Americans continued to spend at a sustained pace over the past month in the face of rising covid-19 infections, although much of this has been done online and not in restaurants or other areas of the world. US economy besieged by the arrival of the delta variant.
Seasonally adjusted retail sales rose 0.7% in August from the previous month, the US Department of Commerce said Thursday. This increase surprised most economists. Consensus estimates were for a decrease of 0.85%, according to a survey of economists by FactSet.
Online sales soared 5.3% last month, while sales in restaurants and bars, many of whom believed they were going through the worst of the pandemic until delta arrived, were flat from month to month. previous.
This stagnation is “partly linked to the end of summer, but it is also linked to fear of the virus when walking into a bar,” said Beth Ann Bovino, chief US economist at S&P Global.
Earlier this year, as millions of people were vaccinated, restaurants, bars and other crowd-dependent places started to stir for the first time since early 2020. Then, in July, health officials Americans have recommended that even vaccinated people wear masks when indoors in public because of the delta’s uncontrolled spread, especially in areas of the country with low vaccination rates.
In the United States, hesitation over vaccines is cited by economists after the Department of Labor reported this month that employers created just 235,000 jobs in August, well below one million approximately jobs created in each of the previous two months.
Back-to-school shopping may have boosted retail sales. Department store sales rose 2.4% last month, according to the Commerce Department, as children returned to class and, perhaps for the first time in over a year, bought new clothes and other supplies.
Sales of cars and auto parts fell 4.5% in August.

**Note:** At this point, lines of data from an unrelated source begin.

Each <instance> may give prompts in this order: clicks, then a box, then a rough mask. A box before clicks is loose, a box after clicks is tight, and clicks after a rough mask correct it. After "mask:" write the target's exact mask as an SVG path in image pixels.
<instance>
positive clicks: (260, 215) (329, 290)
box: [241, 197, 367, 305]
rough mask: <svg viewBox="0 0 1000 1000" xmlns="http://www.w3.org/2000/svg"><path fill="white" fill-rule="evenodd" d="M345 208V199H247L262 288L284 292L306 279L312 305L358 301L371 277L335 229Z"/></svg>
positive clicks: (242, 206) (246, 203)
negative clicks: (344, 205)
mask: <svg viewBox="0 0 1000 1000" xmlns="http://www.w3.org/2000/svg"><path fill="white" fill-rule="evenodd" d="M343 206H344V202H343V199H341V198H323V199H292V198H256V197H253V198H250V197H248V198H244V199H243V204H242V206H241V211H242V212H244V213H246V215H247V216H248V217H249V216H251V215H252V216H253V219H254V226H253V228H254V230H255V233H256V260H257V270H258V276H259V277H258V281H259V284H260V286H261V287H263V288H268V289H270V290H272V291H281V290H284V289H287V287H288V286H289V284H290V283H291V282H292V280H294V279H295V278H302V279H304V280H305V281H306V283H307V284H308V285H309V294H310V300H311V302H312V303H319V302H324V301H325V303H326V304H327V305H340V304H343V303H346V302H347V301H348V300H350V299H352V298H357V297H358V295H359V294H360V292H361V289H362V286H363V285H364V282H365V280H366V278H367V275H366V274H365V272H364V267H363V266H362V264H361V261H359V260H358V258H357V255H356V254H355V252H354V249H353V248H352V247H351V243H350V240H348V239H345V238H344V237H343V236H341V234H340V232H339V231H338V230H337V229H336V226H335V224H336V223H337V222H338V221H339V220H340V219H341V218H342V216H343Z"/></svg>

The auto industry has been hit by a shortage of computer chips, which has caused Toyota Motor Corp. recently announced its intention to reduce production by around 40%.
Consumer goods prices continued to climb in August, albeit at a slower pace, according to Labor Department data released this week. The consumer price index rose 5.3% in August from a year earlier, data showed, suggesting inflationary pressures were starting to ease.
Bank of America analysts said Thursday that spending on clothing increased 27% for the week ending September 11 compared to the same period last year, based on credit and debit card data. The analysis also found that department store sales rose 21%, while spending on furniture rose 9% compared to the same period last year.
“Households are sitting on a lot of money,” Bovino said. “We expect to see a strong holiday spending season.”
The retail report released Thursday only covers about a third of overall consumer spending and does not include services such as haircuts, hotel stays and airline tickets. It is clear that spending has declined in some of these industries. Airlines, for example, recently reported declining ticket sales and blame the spread of the delta variant.
Auto sales continued to decline over the past month, likely because fewer cars were produced due to a pandemic-related shortage of chips, which are needed to power displays and other technological features in cars. Auto dealer sales fell 3.9% last month, the Commerce Department said.
Some economists are still hoping for a larger increase in consumer activity this year. The four-week average of jobless claims, which smooths out fluctuations in weekly data, fell for the fifth week in a row, the Labor Department said Thursday. It is now at the lowest since the start of the pandemic.
More people are finding jobs and many of those who have stayed have saved money during the pandemic and will have more to spend, said Sal Guatieri, senior economist at BMO Capital Markets.
“The surprising recovery in retail sales in August supports this positive message,” Guatieri wrote.
However, it all depends on the ability of the United States to contain the spread of the virus.
The Labor Department also reported Thursday that the number of Americans seeking unemployment benefits rose from a pandemic low last week, a sign that the spread of the delta variant may have increased layoffs slightly.
A surge in covid-19 infections, rising prices and persistent supply chain challenges have led to a wave of downward revisions to third-quarter economic growth forecasts in recent weeks.
“Although spending on goods has been much higher than expected, this will likely only add to the shortages seen in recent months, while stagnating spending in restaurants and bars suggests that the broader recovery in consumption services has probably faltered, ”Michael Pearce, senior US economist at Capital Economics, said in a note.
Information for this article was provided by Joseph Pisani of The Associated Press, Coral Murphy Marcos of the New York Times, and Reade Pickert of Bloomberg News (TNS).